In this chapter we begin to see the structural implications of the DevOps practices. These practices have implications with respect to both the overall structure of the system and techniques that should be used in the system’s elements. DevOps achieves its goals partially by replacing explicit coordination with implicit and often less coordination, and we will see how the architecture of the system being developed acts as the implicit coordination mechanism. We begin by discussing whether DevOps practices necessarily imply architectural change.

4.1 Do DevOps Practices Require Architectural Change?

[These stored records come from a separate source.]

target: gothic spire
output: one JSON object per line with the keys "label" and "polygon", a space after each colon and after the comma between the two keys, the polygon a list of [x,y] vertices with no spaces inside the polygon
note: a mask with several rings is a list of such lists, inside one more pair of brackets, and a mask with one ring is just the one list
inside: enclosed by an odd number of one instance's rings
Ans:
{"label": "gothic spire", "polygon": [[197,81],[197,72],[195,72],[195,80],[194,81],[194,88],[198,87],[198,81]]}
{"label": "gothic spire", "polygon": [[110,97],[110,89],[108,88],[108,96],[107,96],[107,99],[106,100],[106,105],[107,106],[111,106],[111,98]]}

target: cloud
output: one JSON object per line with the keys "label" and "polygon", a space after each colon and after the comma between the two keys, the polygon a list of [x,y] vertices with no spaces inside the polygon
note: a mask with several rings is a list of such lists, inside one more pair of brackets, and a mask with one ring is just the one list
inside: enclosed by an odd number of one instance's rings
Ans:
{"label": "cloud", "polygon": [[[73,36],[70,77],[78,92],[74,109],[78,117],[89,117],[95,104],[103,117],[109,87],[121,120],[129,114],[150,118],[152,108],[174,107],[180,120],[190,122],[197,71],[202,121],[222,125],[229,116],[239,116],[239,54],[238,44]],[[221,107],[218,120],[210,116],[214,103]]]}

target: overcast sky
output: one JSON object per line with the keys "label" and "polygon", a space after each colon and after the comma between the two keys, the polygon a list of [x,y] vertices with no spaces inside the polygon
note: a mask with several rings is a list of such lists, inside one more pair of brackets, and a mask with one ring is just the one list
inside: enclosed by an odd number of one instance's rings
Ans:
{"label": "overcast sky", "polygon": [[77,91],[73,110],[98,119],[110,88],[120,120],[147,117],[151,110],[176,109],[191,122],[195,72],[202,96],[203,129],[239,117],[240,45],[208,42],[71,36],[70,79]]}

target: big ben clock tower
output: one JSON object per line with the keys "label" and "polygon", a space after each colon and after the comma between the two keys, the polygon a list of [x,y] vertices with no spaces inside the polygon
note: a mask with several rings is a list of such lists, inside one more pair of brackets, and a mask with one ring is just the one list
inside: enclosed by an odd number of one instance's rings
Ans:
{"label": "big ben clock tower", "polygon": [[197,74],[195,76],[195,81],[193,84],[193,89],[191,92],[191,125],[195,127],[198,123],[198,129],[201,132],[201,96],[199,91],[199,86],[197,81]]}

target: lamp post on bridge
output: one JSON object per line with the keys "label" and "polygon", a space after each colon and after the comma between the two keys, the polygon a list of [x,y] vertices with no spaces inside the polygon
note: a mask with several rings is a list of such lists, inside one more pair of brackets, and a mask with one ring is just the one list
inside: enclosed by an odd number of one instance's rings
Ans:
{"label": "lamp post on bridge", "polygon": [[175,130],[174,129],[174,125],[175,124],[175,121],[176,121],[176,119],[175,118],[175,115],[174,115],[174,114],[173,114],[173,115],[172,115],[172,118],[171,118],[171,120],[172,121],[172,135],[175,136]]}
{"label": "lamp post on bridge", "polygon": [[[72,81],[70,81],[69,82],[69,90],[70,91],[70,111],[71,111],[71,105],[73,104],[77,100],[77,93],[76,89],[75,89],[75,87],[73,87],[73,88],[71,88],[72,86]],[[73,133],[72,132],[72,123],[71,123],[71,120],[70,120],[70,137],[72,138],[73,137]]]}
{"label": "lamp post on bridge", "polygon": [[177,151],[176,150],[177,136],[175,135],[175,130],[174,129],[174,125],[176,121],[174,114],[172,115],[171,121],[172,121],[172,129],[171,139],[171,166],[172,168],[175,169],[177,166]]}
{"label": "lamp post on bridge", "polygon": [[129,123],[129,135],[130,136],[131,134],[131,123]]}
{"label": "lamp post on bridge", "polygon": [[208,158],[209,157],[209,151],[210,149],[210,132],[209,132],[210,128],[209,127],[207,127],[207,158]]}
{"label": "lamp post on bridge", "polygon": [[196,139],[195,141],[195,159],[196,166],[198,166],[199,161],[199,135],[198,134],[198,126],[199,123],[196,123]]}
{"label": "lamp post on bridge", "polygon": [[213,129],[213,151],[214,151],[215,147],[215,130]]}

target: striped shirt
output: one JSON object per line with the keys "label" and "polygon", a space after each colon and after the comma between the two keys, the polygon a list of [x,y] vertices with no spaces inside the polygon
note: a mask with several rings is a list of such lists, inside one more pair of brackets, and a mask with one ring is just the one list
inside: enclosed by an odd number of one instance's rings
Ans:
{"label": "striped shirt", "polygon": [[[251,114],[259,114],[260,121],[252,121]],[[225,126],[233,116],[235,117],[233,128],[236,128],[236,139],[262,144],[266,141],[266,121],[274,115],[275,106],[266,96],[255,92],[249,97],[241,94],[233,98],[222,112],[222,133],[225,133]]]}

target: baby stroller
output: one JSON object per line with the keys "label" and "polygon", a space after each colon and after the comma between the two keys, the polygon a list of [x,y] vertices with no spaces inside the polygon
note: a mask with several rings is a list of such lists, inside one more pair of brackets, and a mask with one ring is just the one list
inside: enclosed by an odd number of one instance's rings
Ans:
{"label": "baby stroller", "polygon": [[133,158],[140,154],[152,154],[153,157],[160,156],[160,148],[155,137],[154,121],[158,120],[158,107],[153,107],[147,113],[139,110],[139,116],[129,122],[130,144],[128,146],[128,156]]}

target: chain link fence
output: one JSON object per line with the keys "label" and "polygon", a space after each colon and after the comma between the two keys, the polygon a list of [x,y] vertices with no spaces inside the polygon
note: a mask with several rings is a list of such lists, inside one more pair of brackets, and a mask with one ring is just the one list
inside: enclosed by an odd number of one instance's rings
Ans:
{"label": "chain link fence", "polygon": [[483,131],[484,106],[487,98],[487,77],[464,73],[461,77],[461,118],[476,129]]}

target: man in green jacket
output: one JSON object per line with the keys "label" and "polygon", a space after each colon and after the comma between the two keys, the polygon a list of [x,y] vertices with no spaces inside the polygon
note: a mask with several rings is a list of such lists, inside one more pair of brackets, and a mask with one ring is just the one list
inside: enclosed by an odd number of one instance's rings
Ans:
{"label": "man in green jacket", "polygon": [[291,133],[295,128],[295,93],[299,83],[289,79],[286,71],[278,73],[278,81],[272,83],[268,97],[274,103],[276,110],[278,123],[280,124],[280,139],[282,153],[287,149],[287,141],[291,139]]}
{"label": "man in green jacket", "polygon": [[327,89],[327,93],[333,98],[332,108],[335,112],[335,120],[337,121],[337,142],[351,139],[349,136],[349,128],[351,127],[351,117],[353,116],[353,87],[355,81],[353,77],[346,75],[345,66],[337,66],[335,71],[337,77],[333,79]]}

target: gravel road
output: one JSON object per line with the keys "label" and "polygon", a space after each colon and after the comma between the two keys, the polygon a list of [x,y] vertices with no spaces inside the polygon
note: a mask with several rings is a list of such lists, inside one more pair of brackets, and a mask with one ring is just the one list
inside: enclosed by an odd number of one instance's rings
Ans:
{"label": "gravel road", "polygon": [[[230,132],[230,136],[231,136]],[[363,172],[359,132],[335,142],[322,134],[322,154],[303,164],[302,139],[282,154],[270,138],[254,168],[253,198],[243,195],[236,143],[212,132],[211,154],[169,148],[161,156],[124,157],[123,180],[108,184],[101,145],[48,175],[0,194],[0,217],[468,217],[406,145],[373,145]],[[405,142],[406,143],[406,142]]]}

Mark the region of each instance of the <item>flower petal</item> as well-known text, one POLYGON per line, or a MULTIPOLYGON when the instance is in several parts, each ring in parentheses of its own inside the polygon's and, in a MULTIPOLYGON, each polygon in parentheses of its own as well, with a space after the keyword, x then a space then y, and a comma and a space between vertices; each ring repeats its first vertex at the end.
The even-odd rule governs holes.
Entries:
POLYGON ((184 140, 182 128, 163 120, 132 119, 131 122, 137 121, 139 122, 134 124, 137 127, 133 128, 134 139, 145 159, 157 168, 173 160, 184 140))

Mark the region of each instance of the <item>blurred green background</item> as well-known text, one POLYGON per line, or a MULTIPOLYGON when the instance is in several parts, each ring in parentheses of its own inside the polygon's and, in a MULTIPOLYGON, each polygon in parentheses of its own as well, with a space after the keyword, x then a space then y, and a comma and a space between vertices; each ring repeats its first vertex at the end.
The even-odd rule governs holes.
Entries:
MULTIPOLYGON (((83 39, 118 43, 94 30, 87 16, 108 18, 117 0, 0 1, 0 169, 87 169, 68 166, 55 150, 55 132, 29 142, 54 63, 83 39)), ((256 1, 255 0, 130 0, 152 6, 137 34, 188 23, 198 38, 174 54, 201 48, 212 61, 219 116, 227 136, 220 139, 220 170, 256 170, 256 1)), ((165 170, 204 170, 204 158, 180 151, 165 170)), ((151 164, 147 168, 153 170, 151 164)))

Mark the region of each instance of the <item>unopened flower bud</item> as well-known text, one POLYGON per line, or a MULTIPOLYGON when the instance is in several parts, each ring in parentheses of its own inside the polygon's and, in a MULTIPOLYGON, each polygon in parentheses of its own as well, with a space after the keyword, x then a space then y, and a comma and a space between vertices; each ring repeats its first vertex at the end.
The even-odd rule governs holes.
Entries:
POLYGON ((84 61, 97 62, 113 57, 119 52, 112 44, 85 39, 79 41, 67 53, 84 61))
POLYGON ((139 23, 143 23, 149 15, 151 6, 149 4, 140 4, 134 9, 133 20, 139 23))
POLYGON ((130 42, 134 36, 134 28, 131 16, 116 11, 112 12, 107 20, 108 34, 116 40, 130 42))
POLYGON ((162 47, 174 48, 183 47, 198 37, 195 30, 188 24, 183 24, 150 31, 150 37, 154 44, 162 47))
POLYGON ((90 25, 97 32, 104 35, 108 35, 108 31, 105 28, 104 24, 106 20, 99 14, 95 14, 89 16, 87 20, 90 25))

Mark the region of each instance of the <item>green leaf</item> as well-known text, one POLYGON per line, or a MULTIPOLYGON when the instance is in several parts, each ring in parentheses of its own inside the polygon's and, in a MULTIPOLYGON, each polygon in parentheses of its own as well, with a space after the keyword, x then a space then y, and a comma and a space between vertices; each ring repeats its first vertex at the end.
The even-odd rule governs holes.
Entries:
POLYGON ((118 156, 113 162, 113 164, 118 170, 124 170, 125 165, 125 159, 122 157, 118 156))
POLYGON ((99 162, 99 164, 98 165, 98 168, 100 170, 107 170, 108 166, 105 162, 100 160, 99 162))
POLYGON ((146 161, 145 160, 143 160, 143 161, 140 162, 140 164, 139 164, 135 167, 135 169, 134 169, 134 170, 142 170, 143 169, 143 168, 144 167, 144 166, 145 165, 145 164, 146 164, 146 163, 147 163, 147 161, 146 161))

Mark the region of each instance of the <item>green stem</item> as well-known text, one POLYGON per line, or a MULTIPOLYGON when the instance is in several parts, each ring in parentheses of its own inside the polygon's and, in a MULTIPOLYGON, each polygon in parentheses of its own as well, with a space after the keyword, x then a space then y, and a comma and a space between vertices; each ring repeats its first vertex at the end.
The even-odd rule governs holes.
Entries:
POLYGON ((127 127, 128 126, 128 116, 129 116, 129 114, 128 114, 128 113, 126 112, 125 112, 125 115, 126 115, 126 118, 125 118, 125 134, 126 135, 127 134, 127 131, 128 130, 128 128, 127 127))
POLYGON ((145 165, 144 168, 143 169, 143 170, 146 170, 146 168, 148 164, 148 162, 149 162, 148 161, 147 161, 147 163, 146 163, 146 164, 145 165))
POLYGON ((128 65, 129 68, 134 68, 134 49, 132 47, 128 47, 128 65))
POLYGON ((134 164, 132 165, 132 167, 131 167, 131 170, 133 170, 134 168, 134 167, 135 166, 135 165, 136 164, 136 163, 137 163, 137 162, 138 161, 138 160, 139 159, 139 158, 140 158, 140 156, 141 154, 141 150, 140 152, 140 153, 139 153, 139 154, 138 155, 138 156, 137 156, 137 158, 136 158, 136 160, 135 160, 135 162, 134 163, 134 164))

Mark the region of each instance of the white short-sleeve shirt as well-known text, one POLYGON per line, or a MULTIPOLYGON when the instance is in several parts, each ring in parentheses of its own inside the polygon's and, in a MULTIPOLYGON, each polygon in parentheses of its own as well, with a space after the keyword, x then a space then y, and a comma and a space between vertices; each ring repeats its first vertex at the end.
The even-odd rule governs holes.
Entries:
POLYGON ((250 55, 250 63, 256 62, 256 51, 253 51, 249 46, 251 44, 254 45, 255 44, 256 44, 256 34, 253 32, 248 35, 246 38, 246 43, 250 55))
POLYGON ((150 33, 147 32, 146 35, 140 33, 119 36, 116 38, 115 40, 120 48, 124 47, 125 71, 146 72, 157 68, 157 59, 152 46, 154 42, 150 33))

You may have a large investment in your current systems and your current architecture. If you must re-architect your systems in order to take advantage of DevOps, a legitimate question is “Is it worth it?” In this section we see that some DevOps practices are independent of architecture, whereas in order to get the full benefit of others, architectural refactoring may be necessary.

Recall from Chapter 1 that there are five categories of DevOps practices.

  1. Treat Ops as first-class citizens from the point of view of requirements. Adding requirements to a system from Ops may require some architectural modification. In particular, the Ops requirements are likely to be in the area of logging, monitoring, and information to support incident handling. These requirements will be like other requirements for modifications to a system: possibly requiring some minor modifications to the architecture but, typically, not drastic modifications.
  2. Make Dev more responsible for relevant incident handling. By itself, this change is just a process change and should require no architectural modifications. However, just as with the previous category, once Dev becomes aware of the requirements for incident handling, some architectural modifications may result.
  3. Enforce deployment process used by all, including Dev and Ops personnel. In general, when a process becomes enforced, some individuals may be required to change their normal operating procedures and, possibly, the structure of the systems on which they work. One point where a deployment process could be enforced is in the initiation phase of each system. Each system, when it is initialized, verifies its pedigree. That is, it arrived at execution through a series of steps, each of which can be checked to have occurred. Furthermore, the systems on which it depends (e.g., operating systems or middleware) also have verifiable pedigrees.
  4. Use continuous deployment. Continuous deployment is the practice that leads to the most far-reaching architectural modifications. On the one hand, an organization can introduce continuous deployment practices with no major architectural changes. See, for example, our case study in Chapter 12. On the other hand, organizations that have adopted continuous deployment practices frequently begin moving to a microservice-based architecture. See, for example, our case study in Chapter 13. We explore the reasons for the adoption of a microservice architecture in the remainder of this chapter
  5. Develop infrastructure code with the same set of practices as application code. These practices will not affect the application code but may affect the architecture of the infrastructure code.